Even before the advent of build and deployment pipelines, classic build processes often encountered typical errors. Manual execution of many steps and the use of build or shell scripts were common practices, often leading to distributed knowledge and communication bottlenecks. Coordinating releases required significant communication efforts, while the multitude of deployment environments and configurations posed a complex challenge. Additionally, the start of the entire build chain took a long time.

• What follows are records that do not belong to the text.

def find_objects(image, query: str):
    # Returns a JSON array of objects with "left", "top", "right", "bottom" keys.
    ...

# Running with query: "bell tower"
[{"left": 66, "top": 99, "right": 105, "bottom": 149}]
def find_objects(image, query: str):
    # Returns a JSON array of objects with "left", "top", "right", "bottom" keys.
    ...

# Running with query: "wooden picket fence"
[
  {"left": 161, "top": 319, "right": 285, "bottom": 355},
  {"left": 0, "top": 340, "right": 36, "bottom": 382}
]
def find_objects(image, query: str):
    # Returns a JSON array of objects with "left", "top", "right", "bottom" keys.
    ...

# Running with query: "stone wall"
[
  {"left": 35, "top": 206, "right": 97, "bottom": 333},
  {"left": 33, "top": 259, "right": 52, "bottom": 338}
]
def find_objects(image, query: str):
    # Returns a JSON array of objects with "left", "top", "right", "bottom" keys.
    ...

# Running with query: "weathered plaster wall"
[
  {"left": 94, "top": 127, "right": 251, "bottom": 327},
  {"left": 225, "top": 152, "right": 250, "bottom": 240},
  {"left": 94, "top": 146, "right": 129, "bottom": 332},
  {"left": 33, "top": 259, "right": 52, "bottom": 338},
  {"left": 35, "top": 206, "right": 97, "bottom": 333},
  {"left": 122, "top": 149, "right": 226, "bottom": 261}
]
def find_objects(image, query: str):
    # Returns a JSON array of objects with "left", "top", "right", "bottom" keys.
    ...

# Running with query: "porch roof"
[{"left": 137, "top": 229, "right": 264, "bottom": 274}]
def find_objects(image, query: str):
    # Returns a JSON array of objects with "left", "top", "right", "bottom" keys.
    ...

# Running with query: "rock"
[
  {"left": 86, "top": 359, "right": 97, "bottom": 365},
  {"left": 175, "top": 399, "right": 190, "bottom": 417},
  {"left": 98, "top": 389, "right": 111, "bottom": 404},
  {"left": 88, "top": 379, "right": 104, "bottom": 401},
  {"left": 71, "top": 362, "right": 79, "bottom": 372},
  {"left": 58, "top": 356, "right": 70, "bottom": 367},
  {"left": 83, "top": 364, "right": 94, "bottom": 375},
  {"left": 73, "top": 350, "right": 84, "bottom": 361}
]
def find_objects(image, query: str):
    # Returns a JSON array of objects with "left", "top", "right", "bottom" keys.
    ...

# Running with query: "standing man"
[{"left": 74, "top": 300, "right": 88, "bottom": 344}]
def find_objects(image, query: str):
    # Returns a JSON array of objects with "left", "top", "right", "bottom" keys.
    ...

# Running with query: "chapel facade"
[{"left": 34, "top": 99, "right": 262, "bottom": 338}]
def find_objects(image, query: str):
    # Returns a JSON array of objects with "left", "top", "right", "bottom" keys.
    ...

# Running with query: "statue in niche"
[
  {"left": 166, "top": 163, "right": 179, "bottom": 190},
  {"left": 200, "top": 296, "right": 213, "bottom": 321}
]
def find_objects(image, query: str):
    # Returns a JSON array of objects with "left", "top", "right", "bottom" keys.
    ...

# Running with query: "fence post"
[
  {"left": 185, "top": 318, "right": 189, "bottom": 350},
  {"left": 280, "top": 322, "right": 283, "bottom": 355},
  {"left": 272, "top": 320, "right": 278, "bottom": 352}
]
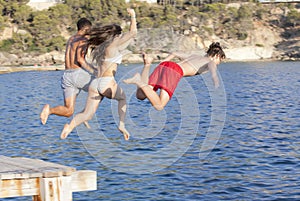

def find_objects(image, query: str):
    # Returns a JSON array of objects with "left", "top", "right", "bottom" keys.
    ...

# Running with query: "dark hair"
[
  {"left": 77, "top": 18, "right": 92, "bottom": 31},
  {"left": 206, "top": 42, "right": 226, "bottom": 59},
  {"left": 88, "top": 24, "right": 122, "bottom": 46},
  {"left": 88, "top": 24, "right": 122, "bottom": 66}
]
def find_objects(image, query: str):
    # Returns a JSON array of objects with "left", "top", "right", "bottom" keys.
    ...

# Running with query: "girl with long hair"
[{"left": 60, "top": 8, "right": 137, "bottom": 140}]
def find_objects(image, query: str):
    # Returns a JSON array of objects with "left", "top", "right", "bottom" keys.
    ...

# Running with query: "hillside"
[{"left": 0, "top": 3, "right": 300, "bottom": 66}]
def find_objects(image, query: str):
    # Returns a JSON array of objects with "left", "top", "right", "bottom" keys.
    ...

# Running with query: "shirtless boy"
[{"left": 40, "top": 18, "right": 95, "bottom": 127}]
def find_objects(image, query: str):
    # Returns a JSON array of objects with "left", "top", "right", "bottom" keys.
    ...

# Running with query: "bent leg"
[
  {"left": 106, "top": 83, "right": 130, "bottom": 140},
  {"left": 60, "top": 89, "right": 102, "bottom": 139},
  {"left": 40, "top": 96, "right": 76, "bottom": 124},
  {"left": 136, "top": 53, "right": 153, "bottom": 100}
]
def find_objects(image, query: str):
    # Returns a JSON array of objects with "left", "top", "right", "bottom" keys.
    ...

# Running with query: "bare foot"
[
  {"left": 119, "top": 126, "right": 130, "bottom": 140},
  {"left": 60, "top": 124, "right": 72, "bottom": 140},
  {"left": 143, "top": 52, "right": 153, "bottom": 65},
  {"left": 40, "top": 104, "right": 50, "bottom": 125},
  {"left": 83, "top": 121, "right": 91, "bottom": 129},
  {"left": 123, "top": 73, "right": 142, "bottom": 84}
]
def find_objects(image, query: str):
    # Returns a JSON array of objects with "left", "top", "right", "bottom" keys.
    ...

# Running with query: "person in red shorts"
[{"left": 124, "top": 42, "right": 226, "bottom": 110}]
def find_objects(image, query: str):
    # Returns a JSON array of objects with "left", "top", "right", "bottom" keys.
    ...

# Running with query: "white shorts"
[{"left": 61, "top": 68, "right": 92, "bottom": 98}]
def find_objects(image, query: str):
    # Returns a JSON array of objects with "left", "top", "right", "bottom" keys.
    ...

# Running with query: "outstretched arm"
[
  {"left": 118, "top": 8, "right": 137, "bottom": 50},
  {"left": 163, "top": 52, "right": 190, "bottom": 61}
]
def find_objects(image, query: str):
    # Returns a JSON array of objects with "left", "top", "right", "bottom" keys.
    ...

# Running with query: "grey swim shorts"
[{"left": 61, "top": 68, "right": 92, "bottom": 98}]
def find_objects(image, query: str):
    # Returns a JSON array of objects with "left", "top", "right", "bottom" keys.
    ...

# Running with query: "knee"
[
  {"left": 136, "top": 94, "right": 146, "bottom": 100},
  {"left": 65, "top": 108, "right": 74, "bottom": 117},
  {"left": 85, "top": 114, "right": 93, "bottom": 121},
  {"left": 153, "top": 104, "right": 165, "bottom": 111}
]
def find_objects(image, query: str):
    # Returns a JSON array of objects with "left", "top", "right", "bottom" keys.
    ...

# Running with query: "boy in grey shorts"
[
  {"left": 61, "top": 68, "right": 92, "bottom": 98},
  {"left": 40, "top": 18, "right": 96, "bottom": 127}
]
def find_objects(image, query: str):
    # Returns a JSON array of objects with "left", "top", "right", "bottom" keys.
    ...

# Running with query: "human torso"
[
  {"left": 65, "top": 34, "right": 87, "bottom": 70},
  {"left": 98, "top": 39, "right": 123, "bottom": 77},
  {"left": 178, "top": 55, "right": 212, "bottom": 76}
]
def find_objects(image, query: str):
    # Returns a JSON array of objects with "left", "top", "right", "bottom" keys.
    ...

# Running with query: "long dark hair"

From Monolithic to Agile: Microservices Orchestration as a Transformation Factor
Today, traditional build management methods often fall short in efficiently transforming source code into functional software. The reason: Modern development environments are increasingly required to align with agile demands and deliver software in ever shorter cycles. Traditional monolithic architectures are consequently being replaced by scalable and flexibly deployable microservices. These consist of standalone functional services with independent codebases, enabling faster deployment and development. Due to their distributed nature, complex communication and data management, as well as challenges in deployment and testing, microservices require careful planning and implementation. Especially in large or growing projects with numerous microservices, things can quickly become intricate.
When build and integration processes are distributed across multiple stages in large numbers, traditional build tools reach their limits. The solution? Orchestration tools – they unite these many steps and tools into a harmonious interplay. With just a few clicks, the entire sequence unfolds before our eyes. Results are not only presented but also meaningfully archived. Even with complex build and scripting steps, a single click is enough to create and automatically test the end product in record time.
From this necessity, the two approaches of Continuous Integration (CI) and Continuous Delivery (CD) emerged. They have revolutionized the way software is developed, tested, and delivered.
CI/CD: Definition and Benefits
CI and CD are agile practices in software development. Agile here means quickly producing a functional IT product. Studies have shown that the effort for maintenance and further development of software now accounts for more than half of the total costs. This means that rapid product development combined with early error detection is more likely to lead to success.
This is where Continuous Integration comes in, a process where code changes are regularly integrated into a shared repository, a central storage for data, documents, programs, metadata, and data models. Developers integrate their changes multiple times a day to detect issues early. This avoids extensive code changes with long development cycles and delays, significantly shortening development time. This enables teams to respond to change requests and fulfill them more quickly.
While Continuous Delivery focuses on automated deployment and testing, Continuous Deployment goes a step further by also including automatic and direct transition to the production environment – the automated release process, where changes are transferred to live operations without human intervention.
This can further increase the speed of software delivery, but it also carries the potential for unintended errors or disruptions. Therefore, thorough automation and testing are essential for smooth Continuous Deployment. Overall, CI/CD practices enable much more agile and responsive software development than traditional build management.
How is CI/CD Implemented?
CI/CD automates the path from code integration to deployment through Test-Driven Development (TDD), which usually involves several stages. First, the resulting code finds its way into a version control system like Git. This not only enables tracking changes but also promotes collaboration among multiple developers and reverting to previous code states.
The next step, Continuous Integration (CI), is crucial. In this process, the code is automatically checked and tested on an integrated development server after each commit – a confirmation of a specific change or multiple changes. The goal is to detect errors early and ensure smooth integration into the existing code.
Automated tests play a central role in ensuring that the code works flawlessly and has no unintended side effects. These include various tests, from unit tests to integration tests to acceptance tests. After successful testing, the code is transformed into an executable format ready for delivery. Here, either Continuous Delivery (CD) or Continuous Deployment (CD) comes into play. With Continuous Delivery, the code is deployed to a production-like environment for final verification. In contrast, Continuous Deployment automatically transfers the code to the production environment after passing tests. During operation, the application is continuously monitored to ensure performance and stability. These metrics provide valuable feedback for the development process to make continuous improvements.
So, Continuous Delivery aims to keep the application in a state where it can be moved to production ‘with a few clicks’ at any time.